No longer was Calendar of two minds. In the face of Kirkwood's attitude
there was but one course to be followed: that of obedience. Calendar
surrendered an untenable position as gracefully as could be wished.
"I guess you know what you mean by this," he said, tendering the weapon as
per instructions; "I'm doggoned if I do.... You'll allow a certain
latitude in consideration of my relief; I can't say we were anticipating
this--ah--Heaven-sent visitation."
Accepting the revolver with his left hand and settling his forefinger on
the trigger, Kirkwood beamed with pure enjoyment. He found the deference
of the older man, tempered though it was by his indomitable swagger,
refreshing in the extreme.
"A little appreciation isn't exactly out of place, come to think of it,"
he commented, adding, with an eye for the captain: "Stryker, you bold, bad
butterfly, have you got a gun concealed about your unclean person?"
The captain shook visibly with contrition. "No, Mr. Kirkwood," he managed
to reply in a voice singularly lacking in his wonted bluster.
"Say 'sir'!" suggested Kirkwood.
"No, Mr. Kirkwood, sir," amended Stryker eagerly.
"Now come round here and let's have a look at you. Please stay where you
are, Calendar.... Why, Captain, you're shivering from head to foot! Not ill
are you, you wag? Step over to the table there, Stryker, and turn out your
pockets; turn 'em inside out and let's see what you carry in the way of
offensive artillery. And, Stryker, don't be rash; don't do anything you'd
be sorry for afterwards."
"No fear of that," mumbled the captain, meekly shambling toward the table,
and, in his anxiety to give no cause for unpleasantness, beginning to empty
his pockets on the way.
"Don't forget the 'sir,' Stryker. And, Stryker, if you happen to think of
anything in the line of one of your merry quips or jests, don't strain
yourself holding in; get it right off your chest, and you'll feel better."

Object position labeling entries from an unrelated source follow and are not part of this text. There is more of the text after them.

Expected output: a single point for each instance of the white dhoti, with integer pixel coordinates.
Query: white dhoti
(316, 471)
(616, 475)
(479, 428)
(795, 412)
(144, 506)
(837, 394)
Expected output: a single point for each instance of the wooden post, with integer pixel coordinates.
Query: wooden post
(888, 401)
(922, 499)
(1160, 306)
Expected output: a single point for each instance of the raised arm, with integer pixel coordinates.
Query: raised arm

Kirkwood chuckled, in high conceit with himself, watching Calendar out of
the corner of his eye, but with his attention centered on the infinitely
diverting spectacle afforded by Stryker, whose predacious hands were
trembling violently as, one by one, they brought to light the articles of
which he had despoiled his erstwhile victim.
"Come, come, Stryker! Surely you can think of something witty, surely you
haven't exhausted the possibilities of that almanac joke! Couldn't you
ring another variation on the lunatic wheeze? Don't hesitate out of
consideration for me, Captain; I'm joke proof--perhaps you've noticed?"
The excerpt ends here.